To be fair to Modi, his campaign in 2014 steered clear of emotive issues and promised economic growth, jobs and Sabka Saath, Sabka Vikas or ‘together for all, development for all’, a slogan that won the praise of the Obama administration as a “great vision”.

His critics in the mainstream media also hoped Modi would deliver on governance and keep rabid elements of his right-wing party on a tight leash, arguing that a vote on governance would help him reduce dependence on divisive issues.

However, four years later, a large section of the society remains bitter about Modi. Thousands of abusive battles take place online between Modi supporters and opponents on a daily basis.

Outside the virtual space, communal violence grew 28 per cent in the first three years of his rule and violent attacks on Muslims and Dalits have taken place at alarming intervals. It is no secret that rabid elements of his own party or affiliated organisations are behind communal riots and mob lynching incidents.

Today, thanks to Modi’s divisive personality, India is a fractured country and every layer of the society, including bureaucracy, judiciary and media, is either pro or against him.

Political capital

Modi has legislative muscle in the elected house of parliament and his word is final.
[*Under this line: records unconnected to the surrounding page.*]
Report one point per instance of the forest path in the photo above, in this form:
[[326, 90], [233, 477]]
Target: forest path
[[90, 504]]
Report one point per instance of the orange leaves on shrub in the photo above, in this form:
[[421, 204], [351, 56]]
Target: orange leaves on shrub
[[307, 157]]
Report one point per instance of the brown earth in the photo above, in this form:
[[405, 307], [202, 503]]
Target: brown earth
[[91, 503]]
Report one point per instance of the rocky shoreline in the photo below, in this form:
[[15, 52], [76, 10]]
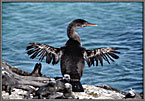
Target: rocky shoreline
[[38, 86]]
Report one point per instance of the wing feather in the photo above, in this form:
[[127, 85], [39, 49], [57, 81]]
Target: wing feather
[[42, 50], [101, 54]]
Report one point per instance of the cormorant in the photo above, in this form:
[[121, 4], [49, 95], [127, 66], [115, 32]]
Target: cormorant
[[72, 55]]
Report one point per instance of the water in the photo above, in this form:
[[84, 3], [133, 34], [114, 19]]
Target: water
[[119, 25]]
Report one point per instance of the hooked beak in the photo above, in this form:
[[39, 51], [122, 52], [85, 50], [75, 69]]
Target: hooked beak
[[89, 24]]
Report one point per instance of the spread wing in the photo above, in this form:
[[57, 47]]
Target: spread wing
[[42, 50], [100, 54]]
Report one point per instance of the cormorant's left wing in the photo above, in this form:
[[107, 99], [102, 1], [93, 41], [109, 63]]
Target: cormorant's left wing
[[42, 50], [100, 54]]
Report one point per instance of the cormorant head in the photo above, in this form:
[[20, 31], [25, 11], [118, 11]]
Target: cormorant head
[[78, 23]]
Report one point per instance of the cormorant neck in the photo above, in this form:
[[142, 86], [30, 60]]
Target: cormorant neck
[[71, 33]]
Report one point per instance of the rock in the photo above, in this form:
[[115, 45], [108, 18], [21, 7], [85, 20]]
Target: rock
[[18, 84]]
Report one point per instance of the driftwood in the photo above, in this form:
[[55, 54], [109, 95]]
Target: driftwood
[[14, 78], [35, 83]]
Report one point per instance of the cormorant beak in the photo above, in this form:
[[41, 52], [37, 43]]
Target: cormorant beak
[[89, 24]]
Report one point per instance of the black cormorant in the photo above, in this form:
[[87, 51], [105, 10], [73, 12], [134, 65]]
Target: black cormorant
[[72, 55]]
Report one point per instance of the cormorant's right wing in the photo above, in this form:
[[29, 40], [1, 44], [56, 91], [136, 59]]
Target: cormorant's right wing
[[42, 50], [100, 54]]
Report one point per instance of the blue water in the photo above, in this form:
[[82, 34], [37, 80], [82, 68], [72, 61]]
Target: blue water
[[119, 25]]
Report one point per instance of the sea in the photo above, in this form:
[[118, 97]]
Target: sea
[[120, 24]]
Moreover, the mainstream media, industrialists and trade lobbies have always stood by him.

Related story: Will Modi win a second term?

The enormous political capital commanded by Modi has no parallel in recent decades. What has he done with it? Very little to pacify critics or rein in his abusive supporters, openly patronising many by following them on Twitter, a badge of honour seen as Modi’s endorsement of abusive trolling.

He has done nothing to stop his party’s IT cell from launching provocative campaigns on social media to polarise the society. Also, he attacked his predecessor on corruption and yet failed to fulfil the legal obligation of appointing a federal anti-corruption ombudsman.

Modi government argues that the ombudsman cannot be appointed as the selection panel must include the leader of opposition, a position his government denied to Congress citing its reduced numerical strength in parliament.

However, his critics say Modi is delaying the appointment to keep his office away from any scrutiny. Since 2014, however, Modi effectively deployed his popularity and political capital in one area — widening his party’s base, the BJP now rules 21 out of 29 states and has chief ministers in 15.

Modi and media

The prime minister enjoys unprecedented support from the mainstream media — TV, newspapers and digital. His acts of omissions and commissions are conveniently ignored and routine decisions are highlighted with superlatives such as “major milestones” and “game changer”. His events are covered live and even his glaring mistakes are ignored with headline management and false narratives. There is a good reason why media is in love with Modi — his government has spent more than $600 million in print and TV advertising since 2014.